Entre las cosas extraordinarias que dijo Sócrates recordamos el “Solo sé que no sé nada”, una declaración sorprendente de quien en su tiempo era considerado como el hombre más sabio de Atenas, con esto Sócrates aceptaba su condición de ignorante, pero su propia vida probaba que siempre estaba dispuesto a aprender y buscar la verdad; es una manifestación de humildad contrapuesta a la de tantos pedantes presumidos que en ningún caso aceptan su condición de ignorantes, expertos precisamente en lo que ignoran o de lo que apenas saben alguito y que no dudan para nada de ese poquito.

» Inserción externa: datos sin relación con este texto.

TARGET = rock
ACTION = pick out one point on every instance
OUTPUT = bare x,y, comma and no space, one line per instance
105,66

Sócrates tenía la pasión por saber y se definía como un partero que ayudaba al nacimiento de la verdad, esto es justamente el rol de la razón, no importa cuán débil sea nuestra capacidad para conocer, saber y, lo más difícil, comprender -en el entendido que se puede saber mucho y comprender muy poco-. En todo caso, lo que vale es la búsqueda del saber sometiéndolo a las pruebas necesarias para tener algún grado de confianza en que lo que creemos se aproxima a la verdad y que es comprobable y contrastable, aceptando, además, que ningún saber es definitivo porque siempre es posible que en algún momento aparezca una explicación nueva que dé al traste con la vieja.
Gente como Sócrates ha existido siempre y en todas las culturas y épocas, son los que han ido ayudando al avance del conocimiento, detrás de cada objeto material o inmaterial que tenemos hoy a nuestra disposición, ha habido una cadena de Sócrates que los han ido inventado, descubriendo, explicando y perfeccionando. Y ese es un proceso que no hay que suponer que se detendrá salvo en algunas circunstancias y lugares como las propias de un estado totalitario que busque eliminar el conocimiento que no se amolde a su visión política o religiosa, el conocimiento florece en situaciones donde los innovadores, sean científicos o pensadores sociales, pueden dedicarse a ejercer sus pasiones sin riesgos de ser agredidos por ello.
Pero el Sócrates han sido siempre una íngrima minoría, no porque la mayoría no tenga, en general, la inteligencia para mejorar en algo su saber, sino que aun teniendo la curiosidad y la inteligencia para hacerlo, no lo hacen o lo hacen muy poco, es obvio que esa actitud no es culpa exclusiva de ellos. Contra el deseo de saber conspiran la falta de educación, las condiciones sociales, económicas, etc.
Cuando los padres le dicen al niño curioso “¡Muchacho deja el fastidio con tanta preguntadera!” están matando a un pequeño Sócrates, están creando un conformista que evitará enrollarse y que ya adulto terminará por afirmar que “Ya yo aprendí todo lo que necesito saber” o “¿Para qué leer más si con la biblia tengo?». Ellos, la vasta mayoría, no sufren del síndrome de Sócrates: una permanente e incurable insatisfacción con lo que ya saben, el resultado es que esa inmensa mayoría no logra entender el mundo en que vive y, mucho menos, que hacer para mejorarlo.